The job market is improving and the unemployment rate is decreasing in the Czech Republic. The official unemployment rate, measured lately on the active population, decreased to 5.9% in September. Whereas the more traditional rate, measured on the entire population, recorded a low 7.1%. Figures all the more positive since they are less influenced by the summer seasonal jobs. Eventually the industrial sector is creating some new jobs, after several months of jobless recovery. It is worthy of note that the number of job vacancies is the highest in five years. That proves again how the most developed areas, such as the Prague region, always have good job opportunities and can’t even fulfill them all. Whilst the weakest regions don’t seem to be able to grow. The renewed interest in the so-called kurzarbeit seems to be nothing more than a tool to use public money to pay salaries in depressed areas. It seems like a paradox that a state has to use such tools when the jobs vacancies are so high. Maybe promoting territorial mobility would be more useful and productive.
Again, the industrial output in September recorded very handsome figures. At constant prices, industrial sector grew by 8.3% y-on-y. Obviously, the crown devaluation reduces the effective rate of growth. Nevertheless, the industrial sector is growing at a nice pace also in the year’s second half. The new orders level too has grown significantly in September, by 15.5%. Expectation are for a very positive end of year. One consequence is the creation of new jobs and new vacancies, and also growth in nominal salaries, albeit small. Once again, automotive sector contributes the most to the growth, but less than in the previous months. When considering that Euro zone industrial output is stagnating, or even negative in some areas, one must conclude that the Czech performance must be envied by most. It has to be noted, though, that the industrial sector is massively dependent on foreign demand for goods, and very little on domestic demand.
As well as in September, the inflation rate for October was 0.7% on a y-on-y basis. In other words, the Czech Republic is in deflationary state. This is basically a heavy disappointment for the National Bank. The devaluation of the crown decided in November 2013, and fostered again now in November 2014, was expected to turn into fuel for the stagnating domestic demand. Instead, it turned out well only for exporters, since it reduced the production costs for export oriented goods. This is a certainly positive outcome, but many see this as a mere transfer of resources from families to exporters, instead of improved power of purchase for domestic goods that turns afterwards into healthy inflation. Let’s not forget that an inflation rate below 2% is always negative for the economy. Unfortunately the osmotic effect of the Eurozone deflationary state is too strong for a small country such is the Czech Rep. The Central Bank is doing what it can, but the effects on this matter are not that significant, unfortunately.

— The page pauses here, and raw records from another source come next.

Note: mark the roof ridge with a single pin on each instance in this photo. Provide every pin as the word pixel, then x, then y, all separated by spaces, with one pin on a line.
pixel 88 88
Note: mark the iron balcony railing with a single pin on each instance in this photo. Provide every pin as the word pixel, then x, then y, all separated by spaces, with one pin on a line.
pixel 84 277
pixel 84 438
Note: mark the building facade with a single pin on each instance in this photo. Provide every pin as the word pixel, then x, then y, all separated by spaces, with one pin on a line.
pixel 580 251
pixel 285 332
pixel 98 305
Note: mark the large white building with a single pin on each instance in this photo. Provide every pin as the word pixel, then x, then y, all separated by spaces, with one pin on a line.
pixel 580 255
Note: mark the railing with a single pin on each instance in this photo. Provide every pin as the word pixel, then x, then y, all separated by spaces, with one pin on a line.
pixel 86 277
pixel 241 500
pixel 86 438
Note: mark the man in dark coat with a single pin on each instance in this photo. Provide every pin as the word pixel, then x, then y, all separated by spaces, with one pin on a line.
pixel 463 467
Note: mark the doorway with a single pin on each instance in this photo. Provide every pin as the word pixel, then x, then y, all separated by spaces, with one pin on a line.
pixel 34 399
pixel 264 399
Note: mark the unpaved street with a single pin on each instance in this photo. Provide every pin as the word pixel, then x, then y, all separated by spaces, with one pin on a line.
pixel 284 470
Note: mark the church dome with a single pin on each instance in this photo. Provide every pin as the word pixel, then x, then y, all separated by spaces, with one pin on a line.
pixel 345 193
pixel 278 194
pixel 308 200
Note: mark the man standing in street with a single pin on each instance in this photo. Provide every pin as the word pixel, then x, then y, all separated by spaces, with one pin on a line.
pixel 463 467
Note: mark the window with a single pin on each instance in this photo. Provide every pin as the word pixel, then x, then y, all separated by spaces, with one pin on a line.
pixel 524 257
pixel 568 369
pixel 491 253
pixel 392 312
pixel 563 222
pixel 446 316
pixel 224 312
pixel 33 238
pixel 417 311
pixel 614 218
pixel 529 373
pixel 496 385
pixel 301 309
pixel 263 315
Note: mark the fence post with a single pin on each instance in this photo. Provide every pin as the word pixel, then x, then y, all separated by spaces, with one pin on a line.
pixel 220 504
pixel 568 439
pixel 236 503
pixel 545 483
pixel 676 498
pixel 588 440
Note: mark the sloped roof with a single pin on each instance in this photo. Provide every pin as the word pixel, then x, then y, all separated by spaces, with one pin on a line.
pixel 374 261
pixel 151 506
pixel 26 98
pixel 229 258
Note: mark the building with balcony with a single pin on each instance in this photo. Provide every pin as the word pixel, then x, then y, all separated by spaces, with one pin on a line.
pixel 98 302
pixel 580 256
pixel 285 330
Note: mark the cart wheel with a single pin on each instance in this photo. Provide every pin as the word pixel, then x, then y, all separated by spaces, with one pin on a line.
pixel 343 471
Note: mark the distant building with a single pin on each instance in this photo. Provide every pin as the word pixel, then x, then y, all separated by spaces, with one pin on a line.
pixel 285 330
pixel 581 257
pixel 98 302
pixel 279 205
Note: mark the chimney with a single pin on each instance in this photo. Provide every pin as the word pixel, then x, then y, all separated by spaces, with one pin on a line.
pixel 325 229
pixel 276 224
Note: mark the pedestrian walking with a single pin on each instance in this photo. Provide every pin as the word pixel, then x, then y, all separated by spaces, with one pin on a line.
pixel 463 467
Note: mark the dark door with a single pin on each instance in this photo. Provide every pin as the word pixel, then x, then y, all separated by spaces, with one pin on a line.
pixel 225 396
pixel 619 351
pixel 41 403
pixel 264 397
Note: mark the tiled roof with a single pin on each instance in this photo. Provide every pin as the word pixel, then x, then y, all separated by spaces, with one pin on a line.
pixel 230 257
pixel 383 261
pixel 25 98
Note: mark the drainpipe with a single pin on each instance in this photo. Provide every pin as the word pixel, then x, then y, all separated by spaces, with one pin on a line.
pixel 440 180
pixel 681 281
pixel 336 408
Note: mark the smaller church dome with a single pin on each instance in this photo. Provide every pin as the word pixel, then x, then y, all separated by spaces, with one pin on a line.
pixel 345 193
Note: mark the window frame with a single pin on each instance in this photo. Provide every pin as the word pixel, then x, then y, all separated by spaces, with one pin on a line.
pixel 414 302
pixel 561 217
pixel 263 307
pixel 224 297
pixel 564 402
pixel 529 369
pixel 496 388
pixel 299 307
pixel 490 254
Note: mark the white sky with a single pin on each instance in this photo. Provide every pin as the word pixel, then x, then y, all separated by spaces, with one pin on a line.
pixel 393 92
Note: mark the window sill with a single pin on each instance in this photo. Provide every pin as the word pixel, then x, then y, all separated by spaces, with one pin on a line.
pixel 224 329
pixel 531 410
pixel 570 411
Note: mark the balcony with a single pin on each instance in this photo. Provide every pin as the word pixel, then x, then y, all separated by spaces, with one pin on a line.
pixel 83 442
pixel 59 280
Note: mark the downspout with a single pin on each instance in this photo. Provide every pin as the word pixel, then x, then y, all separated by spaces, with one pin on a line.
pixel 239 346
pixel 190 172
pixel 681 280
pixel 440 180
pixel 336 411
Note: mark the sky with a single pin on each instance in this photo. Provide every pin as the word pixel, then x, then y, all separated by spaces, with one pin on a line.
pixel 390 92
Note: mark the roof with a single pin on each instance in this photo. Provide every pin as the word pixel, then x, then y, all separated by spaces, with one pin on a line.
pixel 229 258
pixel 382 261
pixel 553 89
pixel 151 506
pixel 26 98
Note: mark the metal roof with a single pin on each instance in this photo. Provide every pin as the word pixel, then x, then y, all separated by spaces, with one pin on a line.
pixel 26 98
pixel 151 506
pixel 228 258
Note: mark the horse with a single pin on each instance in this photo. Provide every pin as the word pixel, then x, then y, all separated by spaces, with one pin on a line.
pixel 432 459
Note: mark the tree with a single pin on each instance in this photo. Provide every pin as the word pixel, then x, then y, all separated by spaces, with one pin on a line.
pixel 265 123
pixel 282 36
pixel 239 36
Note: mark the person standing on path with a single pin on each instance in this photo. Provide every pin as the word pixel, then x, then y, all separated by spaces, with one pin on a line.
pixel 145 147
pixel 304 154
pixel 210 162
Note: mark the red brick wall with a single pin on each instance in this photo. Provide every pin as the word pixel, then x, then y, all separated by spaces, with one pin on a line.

September posted again a solid performance, recording good trade balance figures. The balance was in positive territory by 13.9bn crowns (about half a billion euro). The surplus is slightly decreasing with the EU area on a y-on-y basis, but things are improving against the non-EU regions, especially Asia. The most significant factor in this improvement is the sharp reduction of imported fuel prices. When considering the crown devaluation, exports and imports in euro grew by 8.4% and 6.4% on a y-on-y basis, whilst in dollars they grew by 4.8% and 2.8%. During the first 9 months, the trade balance surplus was 39bn crowns (about 1.4bn euro). Once again the figures indicate how critical is the export sector for the Czech economy, which is becoming the provider of cheaply manufactured goods to the EU, especially Germany. Therefore, every effort is being spent in keeping exporters in good health, even if that means depressing the domestic demand and reducing the Czech families power of purchase.